Pork, ham, salami (sometimes) Swiss cheese, dill pickles, and mustard on crusty Cuban bread — that’s the Cuban sandwich. As with many sandwiches — many dishes in general — its history is hazy. What’s almost certain, though, is that it doesn’t come from Cuba. Instead, it was developed by Cuban cigar factory owners in the Ybor City neighborhood of Tampa, Florida, probably in the late 1800s. In 2012, it was officially named Tampa’s signature sandwich by the city council.
The French dip — thin-sliced roast beef or other meat on a long French roll whose cut sides have been dipped into the roasting pan juices — was invented in Los Angeles by a Parisian, one Philippe Mathieu. The story is that one day in 1918, a decade after he’d opened his sandwich shop in downtown L.A., Mathieu accidentally dropped a roll into the roasting pan while he was making a sandwich for a local policeman. The cop ate the sandwich anyway, and liked it so much that he came back the next day with his buddies for more. Now you can get French dips all over the country — but Philippe’s is still going strong.
Bread and cheese heated together is an idea that goes back at least to Roman times. The term “grilled cheese,” though, dates only from around the 1930s, and may have coincided with the introduction of the electric sandwich grill (invented by Thomas Edison). While some purists insist that the sandwich should be made with white bread and American cheese, other recipes call for a variety of cheeses (sometimes combined), breads, and additions — from bacon and tomato to roast beef or macaroni and cheese. The popular combination of grilled cheese sandwiches and tomato soup was apparently invented in school cafeteria kitchens during the Depression.
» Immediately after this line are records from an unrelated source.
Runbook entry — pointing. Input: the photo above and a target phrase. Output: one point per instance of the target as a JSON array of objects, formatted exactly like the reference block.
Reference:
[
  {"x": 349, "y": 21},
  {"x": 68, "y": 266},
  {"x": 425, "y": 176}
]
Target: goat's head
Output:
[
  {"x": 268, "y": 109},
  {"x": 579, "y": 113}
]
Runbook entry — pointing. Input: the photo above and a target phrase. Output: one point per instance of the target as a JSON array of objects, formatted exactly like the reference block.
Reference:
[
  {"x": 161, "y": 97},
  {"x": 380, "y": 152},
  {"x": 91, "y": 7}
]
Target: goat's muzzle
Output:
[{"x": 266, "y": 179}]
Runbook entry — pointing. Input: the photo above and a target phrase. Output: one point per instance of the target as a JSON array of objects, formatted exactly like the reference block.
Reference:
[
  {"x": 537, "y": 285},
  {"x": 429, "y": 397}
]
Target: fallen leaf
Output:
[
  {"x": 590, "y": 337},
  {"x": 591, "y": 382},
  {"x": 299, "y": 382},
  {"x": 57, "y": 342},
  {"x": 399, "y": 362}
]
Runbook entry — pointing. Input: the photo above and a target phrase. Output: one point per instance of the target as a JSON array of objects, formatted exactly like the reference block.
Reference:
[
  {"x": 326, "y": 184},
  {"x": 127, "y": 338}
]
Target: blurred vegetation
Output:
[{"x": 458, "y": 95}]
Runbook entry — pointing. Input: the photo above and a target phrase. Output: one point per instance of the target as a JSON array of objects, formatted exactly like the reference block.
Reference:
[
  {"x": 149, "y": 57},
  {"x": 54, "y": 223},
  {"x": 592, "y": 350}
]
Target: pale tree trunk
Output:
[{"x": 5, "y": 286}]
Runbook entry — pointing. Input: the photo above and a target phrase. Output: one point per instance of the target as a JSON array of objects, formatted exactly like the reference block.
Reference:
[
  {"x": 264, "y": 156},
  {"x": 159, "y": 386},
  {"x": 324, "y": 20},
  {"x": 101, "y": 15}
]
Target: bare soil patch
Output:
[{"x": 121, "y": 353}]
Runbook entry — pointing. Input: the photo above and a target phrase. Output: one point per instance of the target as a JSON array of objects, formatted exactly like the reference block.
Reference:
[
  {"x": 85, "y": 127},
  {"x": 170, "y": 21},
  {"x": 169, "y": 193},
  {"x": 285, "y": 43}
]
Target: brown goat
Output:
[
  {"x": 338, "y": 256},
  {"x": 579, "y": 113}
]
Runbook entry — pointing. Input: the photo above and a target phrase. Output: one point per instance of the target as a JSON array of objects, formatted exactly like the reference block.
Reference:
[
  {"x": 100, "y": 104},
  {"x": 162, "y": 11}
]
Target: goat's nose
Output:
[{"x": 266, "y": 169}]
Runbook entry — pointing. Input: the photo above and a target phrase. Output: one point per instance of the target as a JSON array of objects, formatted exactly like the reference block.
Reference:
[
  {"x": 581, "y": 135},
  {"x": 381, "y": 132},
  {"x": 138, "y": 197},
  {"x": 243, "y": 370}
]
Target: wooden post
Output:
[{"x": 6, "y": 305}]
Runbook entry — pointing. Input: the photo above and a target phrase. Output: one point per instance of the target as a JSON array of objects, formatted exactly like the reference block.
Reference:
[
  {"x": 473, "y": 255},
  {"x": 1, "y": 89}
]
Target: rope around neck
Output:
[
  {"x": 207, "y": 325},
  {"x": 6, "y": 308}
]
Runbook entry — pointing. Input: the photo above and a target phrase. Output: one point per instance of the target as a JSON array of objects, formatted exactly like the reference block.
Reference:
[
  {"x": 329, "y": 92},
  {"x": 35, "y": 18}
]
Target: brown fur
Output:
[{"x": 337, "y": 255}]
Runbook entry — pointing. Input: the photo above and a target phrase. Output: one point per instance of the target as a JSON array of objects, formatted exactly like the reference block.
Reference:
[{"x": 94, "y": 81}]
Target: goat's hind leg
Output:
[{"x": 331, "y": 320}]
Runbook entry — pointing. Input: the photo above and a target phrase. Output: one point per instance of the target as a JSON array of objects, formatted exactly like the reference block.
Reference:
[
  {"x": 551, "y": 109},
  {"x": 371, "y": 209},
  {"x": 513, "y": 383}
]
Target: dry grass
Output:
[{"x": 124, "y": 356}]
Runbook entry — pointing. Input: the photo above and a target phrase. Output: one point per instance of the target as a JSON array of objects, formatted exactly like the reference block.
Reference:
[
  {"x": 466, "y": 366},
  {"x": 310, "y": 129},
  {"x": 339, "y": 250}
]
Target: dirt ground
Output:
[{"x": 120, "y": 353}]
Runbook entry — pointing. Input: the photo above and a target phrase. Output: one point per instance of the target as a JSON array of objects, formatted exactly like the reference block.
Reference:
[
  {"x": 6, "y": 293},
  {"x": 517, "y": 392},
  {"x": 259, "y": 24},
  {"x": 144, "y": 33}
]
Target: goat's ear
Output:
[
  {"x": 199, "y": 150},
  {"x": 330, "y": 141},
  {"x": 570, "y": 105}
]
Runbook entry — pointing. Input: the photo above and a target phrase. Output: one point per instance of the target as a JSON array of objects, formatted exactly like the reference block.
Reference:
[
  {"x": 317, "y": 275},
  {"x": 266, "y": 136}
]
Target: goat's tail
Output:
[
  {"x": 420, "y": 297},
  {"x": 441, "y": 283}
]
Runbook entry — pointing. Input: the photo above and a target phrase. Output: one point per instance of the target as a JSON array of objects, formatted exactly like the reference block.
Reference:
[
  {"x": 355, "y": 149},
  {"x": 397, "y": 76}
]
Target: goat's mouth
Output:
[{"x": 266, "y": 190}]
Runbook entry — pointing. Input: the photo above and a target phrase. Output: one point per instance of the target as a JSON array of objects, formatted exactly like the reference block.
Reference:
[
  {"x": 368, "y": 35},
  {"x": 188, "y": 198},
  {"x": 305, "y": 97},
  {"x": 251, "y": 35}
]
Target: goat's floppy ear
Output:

A staple of lunch carts in many cities, the gyro is a Greek-American sandwich (possibly invented in New York City) consisting of thin-sliced or shaved meat cooked on a vertical spit, served on pita bread, often with shredded lettuce and chopped tomato and a white yogurt-based sauce of some kind. Related to the shawarma of the Middle East and the döner kebabs of Turkey, the gyro — pronounced “YEE-ro” (the term comes from the Greek word for “spin,” a reference to the spit) — the original gyro meat was lamb. Today, it’s likely to be a composite of beef, lamb, breadcrumbs, and spices, pressed into cylinders.
A specialty of Louisville, Kentucky, the Hot Brown was invented in the kitchen of the city’s Brown Hotel in 1926. It’s basically an open-faced sliced turkey sandwich on thick Texas toast, enhanced with bacon, tomatoes, and Mornay sauce (a creamy Béchamel sauce with shredded cheese melted in). The hotel dining room is said to serve about a thousand of the sandwiches per week, and it’s also available at more than 40 other restaurants in Louisville — as well as numerous other venues around the country.